In New York City, some voting lines snaked around blocks, but in many places, from Los Angeles to Detroit and Atlanta, lines were short or non-existent. Poll workers guessed this was due to an unprecedented wave of early voting. More than 100 million ballots were cast before Election Day, a new record.

Elsa Avalos, 79, was leaving a polling station on Tuesday morning after voting with her husband in Huntington Park in Southern California.

“Every election we’ve voted. We’ve done our duty,” she said.

“I was afraid we’d have a line today, but nothing.”

In Atlanta, about a dozen voters were lined up before sunrise at the Piedmont Park Conservancy.
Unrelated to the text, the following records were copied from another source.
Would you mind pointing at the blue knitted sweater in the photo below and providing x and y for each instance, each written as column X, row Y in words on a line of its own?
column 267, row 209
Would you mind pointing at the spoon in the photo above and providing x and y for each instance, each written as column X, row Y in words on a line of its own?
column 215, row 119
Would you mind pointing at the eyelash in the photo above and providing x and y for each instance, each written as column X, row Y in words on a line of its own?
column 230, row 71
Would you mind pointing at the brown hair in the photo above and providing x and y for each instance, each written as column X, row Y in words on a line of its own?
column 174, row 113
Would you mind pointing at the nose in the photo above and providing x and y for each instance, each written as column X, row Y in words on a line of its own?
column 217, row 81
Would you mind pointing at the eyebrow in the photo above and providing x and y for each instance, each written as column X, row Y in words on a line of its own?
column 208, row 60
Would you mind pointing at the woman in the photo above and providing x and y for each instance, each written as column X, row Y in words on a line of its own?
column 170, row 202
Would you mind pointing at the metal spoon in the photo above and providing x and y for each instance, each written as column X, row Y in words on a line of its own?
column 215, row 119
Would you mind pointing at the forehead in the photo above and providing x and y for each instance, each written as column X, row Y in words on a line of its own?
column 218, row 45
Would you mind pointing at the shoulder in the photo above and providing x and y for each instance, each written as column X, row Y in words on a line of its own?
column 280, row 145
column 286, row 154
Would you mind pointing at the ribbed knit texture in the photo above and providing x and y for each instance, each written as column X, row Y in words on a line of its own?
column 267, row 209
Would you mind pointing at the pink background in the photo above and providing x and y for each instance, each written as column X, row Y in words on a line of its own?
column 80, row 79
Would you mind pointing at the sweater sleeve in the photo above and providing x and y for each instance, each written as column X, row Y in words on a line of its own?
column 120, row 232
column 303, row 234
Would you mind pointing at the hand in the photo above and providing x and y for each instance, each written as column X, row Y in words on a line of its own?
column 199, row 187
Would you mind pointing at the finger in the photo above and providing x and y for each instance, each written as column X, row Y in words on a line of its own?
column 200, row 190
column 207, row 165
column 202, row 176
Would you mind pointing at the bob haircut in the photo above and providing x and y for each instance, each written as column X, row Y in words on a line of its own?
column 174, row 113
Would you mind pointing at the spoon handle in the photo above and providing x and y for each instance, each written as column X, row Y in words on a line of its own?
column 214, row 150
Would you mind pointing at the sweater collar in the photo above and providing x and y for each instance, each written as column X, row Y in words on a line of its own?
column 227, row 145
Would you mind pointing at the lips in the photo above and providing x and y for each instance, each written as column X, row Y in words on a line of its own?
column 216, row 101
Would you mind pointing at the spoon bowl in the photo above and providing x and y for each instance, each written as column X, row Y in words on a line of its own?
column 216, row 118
First in line was Ginnie House, shivering in the cold, waiting to cast a vote.

“I lost my absentee ballot and I’m not going to miss this vote,” said House, a 22-year-old actor and creative writing student, who had flown back to Atlanta from New York just for this purpose.

She said she was voting for Democratic candidate Joe Biden, a former vice president seeking to replace the Republican incumbent Donald Trump in the White House.

At a polling station in Houston, Texas, Andy Valadez was blowing a shofar, a trumpet used in Jewish and some Christian ceremonies. In this instance, the horn was a way to pray for a Trump victory, Valadez said.

“We want to pray for a fair election,” the 55-year-old marketing executive said, his shofar wrapped in a U.S. flag. “We believe in America and want everyone to have a safe voting experience.”